We all long ago learned that LOC (Lines Of Code) are a terrible unit for measurement.
Well, at least most of us learned that.
Now when I sat down this Friday to work on some internal magic to get some text from your console to a dashboard (easier said than done, I've found CouchDB to be the tool of choice) at the end I was doubting my productiveness.
The Result
At the end I had two things:
- three hours in our time tracking, might have been quite a bit more though
- 104 (one hundred and four) lines of beautiful shell code in our GitLab
That's even less than a line of code per minute.
Hell, that even contained a block of code that's been duplicated five times with a different variable name
(it's a non-trivial case to DRY that part).
Granted, we did port the whole thing from a terrible vim file;pandoc file | curl home-grown-nodejs-daemon
to a cleaner database solution with revisions and stuff, but the discussion part was just about an hour or so.
The Script
So what does the script do?
Basically it
- uses
getopts
to get some variables filled - reads missing variables from stdin if the tty is interactive
- fails if mandatory variables are missing
- downloads the current document
- merges the current document with the new entry
- pushes that back to CouchDB wrapped with the correct revision
Seems like an easy task, right?
Why Lines of Code are bad measurement.
I've put a lot of effort into making the script as robust as possible.
If at some point you enter something like a literal my"name\":{}\x123
it will be stored the very same way in the database.
Everyone who has ever dealt with shell-scripts will know that it's hell of an effort to not fail at this.
There is your shell which has escaping.
There is the json merging which needs the string input to be escaped.
There is the curl which could possibly fail.
There is so much that could go wrong.
It took five lines of (maybe too) tightly packed shell that use a variable, read it if not set, but only if the tty is interactive, fail otherwise, escape it (properly, not only a simple s/"/\"/g
) and store it in a new read-only variable.

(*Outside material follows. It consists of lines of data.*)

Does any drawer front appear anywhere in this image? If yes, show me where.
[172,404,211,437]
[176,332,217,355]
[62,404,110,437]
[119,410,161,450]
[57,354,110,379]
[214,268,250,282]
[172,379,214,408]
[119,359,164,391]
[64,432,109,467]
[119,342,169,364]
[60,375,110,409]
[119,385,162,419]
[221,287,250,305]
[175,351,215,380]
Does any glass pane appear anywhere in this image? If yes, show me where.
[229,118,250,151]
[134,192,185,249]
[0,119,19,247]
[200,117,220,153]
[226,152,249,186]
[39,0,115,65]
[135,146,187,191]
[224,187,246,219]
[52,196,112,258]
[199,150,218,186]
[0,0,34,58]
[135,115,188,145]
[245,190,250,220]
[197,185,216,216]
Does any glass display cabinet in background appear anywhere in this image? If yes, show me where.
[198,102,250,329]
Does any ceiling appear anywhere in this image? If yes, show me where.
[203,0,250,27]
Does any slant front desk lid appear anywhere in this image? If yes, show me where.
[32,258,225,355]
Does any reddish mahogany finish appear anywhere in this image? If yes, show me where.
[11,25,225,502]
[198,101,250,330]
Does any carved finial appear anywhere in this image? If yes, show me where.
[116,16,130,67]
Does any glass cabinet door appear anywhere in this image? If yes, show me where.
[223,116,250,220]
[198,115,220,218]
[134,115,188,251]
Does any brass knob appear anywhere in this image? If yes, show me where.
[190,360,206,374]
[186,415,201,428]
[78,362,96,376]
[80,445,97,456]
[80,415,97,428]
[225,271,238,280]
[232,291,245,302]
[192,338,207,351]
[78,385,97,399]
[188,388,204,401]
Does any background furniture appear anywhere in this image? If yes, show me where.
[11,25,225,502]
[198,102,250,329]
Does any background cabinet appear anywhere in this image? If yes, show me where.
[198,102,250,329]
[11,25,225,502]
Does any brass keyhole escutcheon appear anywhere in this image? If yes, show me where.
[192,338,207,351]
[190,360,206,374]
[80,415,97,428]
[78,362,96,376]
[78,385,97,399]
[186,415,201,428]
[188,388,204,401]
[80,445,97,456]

This works for all inputs, including special characters that need special escaping in JSON (think: "binary" characters, multibyte, hell even emoji).
That's five lines.
You'd have trouble putting that in such a tightly packed piece of code in programming languages that don't need super special escaping.
There is no meaning to the number of lines of code, because it's an artificial number that can be changed at will (blank lines, moving lines together, comments, .…).
But further, there are task which seem so thoroughly trivial, but end up in a lot of work. Sometimes they even turn out to actually be plain simple, but that might not be obvious at first. There often is an elegant solution to a simple problem, that is so elegant and plain that you simply don't see it.
Top comments (5)
I find lines of code to be a useful measure for complexity, whether inherent or incidental. High lines of code per file / function is a good start to determine problematic sections.
It is definitely not a measure of work. As developers, we don't produce code, we use code to solve a problem.
I don't think it's like that.
I can easily use several tens of lines of code for list comprehension/transformation and aggregation, but for the same task can also use one mathematical formula.
However, it can also mean that the programmer did format the code to better reflect the actual task accomplished.
It can also show that a module/file/class contains a lot of code that can/should be split up.
There is not "one reason" for filesize, no matter whether it be small, medium, or large.
A high amount of lines of code says literally nothing at all.
Do not at all, ever rely on that.
For instance, said script contained about 100 lines of code (getting/reading parameters) that wrapped 5 lines of actual code (send to CouchDB).
Of course, LOC should not be taken as a hard rule, but they can be an indicator of code that needs to be refactored, especially if it is touched frequently.
In the case of your script, it is very likely that the reader does not care about the i/o boilerplate, so that could as well be in another file or at the bottom of the same file. Then you would have one short script that is read often and a long script that is read rarely.
BTW, despite thinking that it is useful as an indicator for complexity, I absolutely agree with you that LOC per time is not a good way to measure effectivity or productivity.
Three hours is quite fast. With breaks and co-worker interruptions, this would take me at least a whole day. And I'm seen as a productive engineer here.
I think part of that is owed to my extensive knowledge of shell scripting and jq (which made most of the shell script) and the ease of use of CouchDB.
Seriously, we had that home-grown (also mine) nodejs thing before, I'm glad we don't need that anymore.